Cloud services are an increasingly natural part of our daily lives. With smartphones, tablets, laptops and smart TVs, we increasingly use services offered in the cloud in our daily lives. Technically, of course, the sky is the limit. But what about the security and privacy of our data? Especially when we look at Oracle BI, it might be very convenient and easy to view all those nice dashboards in a cloud service. But who else can see that? And what happens to the data (with all trade secrets and competition-sensitive information)? And Oracle is still an American company and therefore the NSA can also use my data?
I now try to remove some myths and misconceptions with some short statements:
- With a subscription you choose the country / continent where the service is hosted. Oracle has also had a large data center in Amsterdam for a few years now.
- All data is heavily secured and stored encrypted.
- All connections are HTTPS.
- It is possible with BICS to restrict access to physical IP addresses
- With OAC it is also possible to secure the connections between environments (eg BI and Database and on-premise database) with VPN, Firewall and Network Domains (up to and including certificates and security keys and dual authentication).
- If you do not consider this safe enough, it is even possible to install Oracle cloud products within your own network, so on-premise. The management can then still be outsourced to Oracle.
In other words: If Oracle ever had a security leak and sensitive business information becomes public, they can stop their cloud services. In addition: even if you opt for the datacenter in Amsterdam, Oracle still performs everything in triple (for backup & recovery and for high availability and fail-over). So if the NSA would like your data, it will probably be possible, but perhaps that is already the case.

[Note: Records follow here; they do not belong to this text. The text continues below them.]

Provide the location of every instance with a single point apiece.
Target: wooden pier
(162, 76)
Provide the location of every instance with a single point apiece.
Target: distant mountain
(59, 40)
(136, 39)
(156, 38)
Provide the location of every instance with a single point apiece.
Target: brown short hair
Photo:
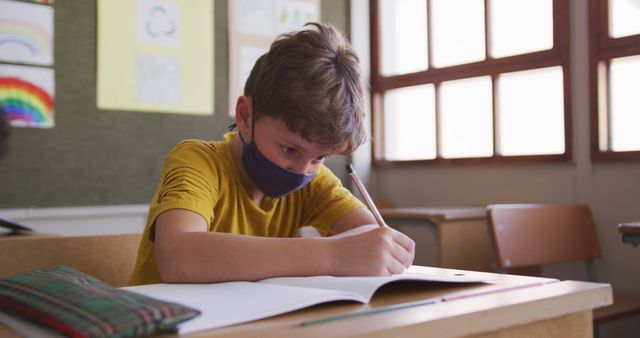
(311, 80)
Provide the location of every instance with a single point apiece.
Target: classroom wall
(98, 157)
(612, 189)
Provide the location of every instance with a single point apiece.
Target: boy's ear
(244, 114)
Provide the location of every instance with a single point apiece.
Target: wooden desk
(630, 232)
(514, 306)
(461, 235)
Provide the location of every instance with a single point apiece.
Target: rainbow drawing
(26, 104)
(26, 39)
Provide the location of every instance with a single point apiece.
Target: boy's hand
(381, 251)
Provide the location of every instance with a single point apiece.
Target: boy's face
(285, 148)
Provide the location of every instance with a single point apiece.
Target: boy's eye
(289, 150)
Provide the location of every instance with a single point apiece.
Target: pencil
(363, 192)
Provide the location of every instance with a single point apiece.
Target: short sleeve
(327, 201)
(189, 181)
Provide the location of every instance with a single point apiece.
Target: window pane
(409, 123)
(403, 35)
(519, 27)
(457, 32)
(624, 103)
(530, 112)
(466, 118)
(624, 17)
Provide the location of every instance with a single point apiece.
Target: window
(480, 80)
(615, 74)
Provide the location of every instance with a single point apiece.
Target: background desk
(461, 236)
(630, 232)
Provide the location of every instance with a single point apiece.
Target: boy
(231, 210)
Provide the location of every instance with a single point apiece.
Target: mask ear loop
(253, 126)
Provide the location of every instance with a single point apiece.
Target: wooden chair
(110, 258)
(532, 235)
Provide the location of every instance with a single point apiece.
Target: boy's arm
(186, 252)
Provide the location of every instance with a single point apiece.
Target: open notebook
(224, 304)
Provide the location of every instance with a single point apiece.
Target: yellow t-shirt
(202, 177)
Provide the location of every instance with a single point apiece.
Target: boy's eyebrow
(285, 139)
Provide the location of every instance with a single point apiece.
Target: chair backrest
(537, 234)
(110, 258)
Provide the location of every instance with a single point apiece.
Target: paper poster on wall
(253, 25)
(27, 95)
(26, 33)
(156, 56)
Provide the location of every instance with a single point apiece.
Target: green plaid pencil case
(79, 305)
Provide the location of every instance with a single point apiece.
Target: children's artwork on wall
(253, 25)
(156, 56)
(26, 33)
(27, 95)
(158, 22)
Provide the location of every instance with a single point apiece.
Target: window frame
(558, 55)
(604, 48)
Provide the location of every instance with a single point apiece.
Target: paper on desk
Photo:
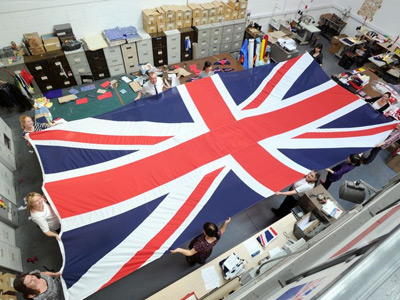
(210, 278)
(252, 246)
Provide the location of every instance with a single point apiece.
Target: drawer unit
(173, 46)
(228, 28)
(160, 52)
(9, 213)
(239, 26)
(226, 47)
(7, 234)
(187, 37)
(51, 70)
(10, 257)
(130, 56)
(238, 37)
(145, 49)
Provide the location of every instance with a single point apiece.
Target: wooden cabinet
(51, 70)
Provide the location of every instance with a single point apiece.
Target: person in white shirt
(152, 87)
(42, 214)
(296, 191)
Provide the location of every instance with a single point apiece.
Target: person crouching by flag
(200, 247)
(334, 174)
(295, 192)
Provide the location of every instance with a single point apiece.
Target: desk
(309, 202)
(194, 282)
(331, 25)
(199, 63)
(308, 29)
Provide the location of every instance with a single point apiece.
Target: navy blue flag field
(133, 183)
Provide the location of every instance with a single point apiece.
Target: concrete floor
(169, 268)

The fact is that everything is evolving towards the cloud. The fact is that when we go into the cloud with Oracle BI, we can use the thickest and fastest hardware (ExaData machines) and the fastest database technology (Oracle DB 12c with InMemory and ColumnBasedSearch technology), with its management and maintenance outsourced to Oracle and we almost automatically stay up-to-date with the latest version of the software. And if we need more users or power, we can easily scale up the subscription.
Of course, there are critical notes to place with software in the cloud. We have to conform to the functionality that is offered in it, like any app on our mobile phone. This may be limiting for ERP systems in the cloud, but my experience with Oracle BI is that this functionality lends itself perfectly to cloud service.